British-Kurdish UK Minister warns Halabja could happen again

Vaccine Minister Nadhim Zahawi warned that massacres like Halabja could happen in the future
British-Kurdish MP Nadhim Zahawi in an interview with Kurdistan 24 in 2017 (Photo: Kurdistan 24)
British-Kurdish MP Nadhim Zahawi in an interview with Kurdistan 24 in 2017 (Photo: Kurdistan 24)

ERBIL (Kurdistan 24) – A UK government minister warned in a message of solidarity with the British-Kurdish community that another massacre like Iraq’s chemical weapons attack on the city of Halabja 33 years ago could happen again.

On March 16, 1988, Iraqi aircraft launched a chemical weapons attack on the city of Halabja, killing some 5,000 people and injuring 10,000 more. The event was part of the former Iraqi regime’s murderous Anfal campaign of the late 1980s against the Kurdish people that ultimately led to the deaths of over 180,000 people.

Nadhim Zahawi, a member of the UK parliament who is currently the minister in charge of the British government's vaccine rollout, was born in Baghdad to Kurdish parents who fled to the UK to escape the brutal dictatorship of Saddam Hussein in 1978, when Zahawi was nine years old, according to his parliamentary biography.

The minister shared a video message of solidarity with the British-Kurdish community that was published by the Kurdish Policy Board, an organization that promotes the integration and representation of British Kurds in the UK.

He said the “incredible agony suffered that day was just one part of the Anfal campaign, a campaign that destroyed more than 2,000 Kurdish villages and killed more than 182,000 Kurdish men, women, and innocent children.”

"Perhaps many many more lost their lives. The Anfal campaign was simply the culmination of a longer, wider genocidal movement against the Kurds, one of discrimination, demonization, forced relocation, Arabization and ultimately death perpetrated by Saddam Hussein's Baath regime against the people of Iraqi Kurdistan,” Zahawi said.

He said he earlier argued in the UK parliament on the 25th anniversary of the Anfal campaign in 2014 that "as the horrors of the Holocaust, pass beyond living memory, there is a danger that we drop our guard that we believe such terrible events are safely sealed in the history books and that they could never happen again."
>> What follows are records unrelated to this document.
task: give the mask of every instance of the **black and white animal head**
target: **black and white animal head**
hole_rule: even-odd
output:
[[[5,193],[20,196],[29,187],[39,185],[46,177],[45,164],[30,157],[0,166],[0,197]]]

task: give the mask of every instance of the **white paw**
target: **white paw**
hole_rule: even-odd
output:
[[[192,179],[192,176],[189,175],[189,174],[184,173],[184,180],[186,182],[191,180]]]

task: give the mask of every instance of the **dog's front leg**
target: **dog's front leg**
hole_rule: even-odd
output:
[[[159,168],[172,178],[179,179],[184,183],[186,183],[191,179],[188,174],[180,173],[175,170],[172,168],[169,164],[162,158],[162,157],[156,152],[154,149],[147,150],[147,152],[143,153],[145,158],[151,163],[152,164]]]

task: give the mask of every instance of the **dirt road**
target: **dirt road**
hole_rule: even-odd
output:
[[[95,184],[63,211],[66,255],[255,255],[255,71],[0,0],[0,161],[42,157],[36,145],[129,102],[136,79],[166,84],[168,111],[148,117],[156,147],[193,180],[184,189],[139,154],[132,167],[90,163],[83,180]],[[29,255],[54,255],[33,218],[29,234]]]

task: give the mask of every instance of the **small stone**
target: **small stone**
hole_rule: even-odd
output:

"But the truth is, they already have happened again, they happened, in Bosnia happened in Rwanda, and they happened in Iraq and Kurdistan. Only by continuing to raise awareness of these atrocities will we ensure that people are educated against the intolerance and the hatred that led to these despicable acts. We must never forget, so that we never, ever repeat,” he said.

Last year, during a reception for the Newroz, the Kurdish new year, Zawahi recalled the historic theme of justice to stress that the world should not be allowed to forget genocides that have taken place since World War II.

Read More: Kurdish-British business minister hosts Newroz reception in London

“We pledged never again, but we allowed it again to happen to the Kurds during Halabja and the Anfal campaign,” he said.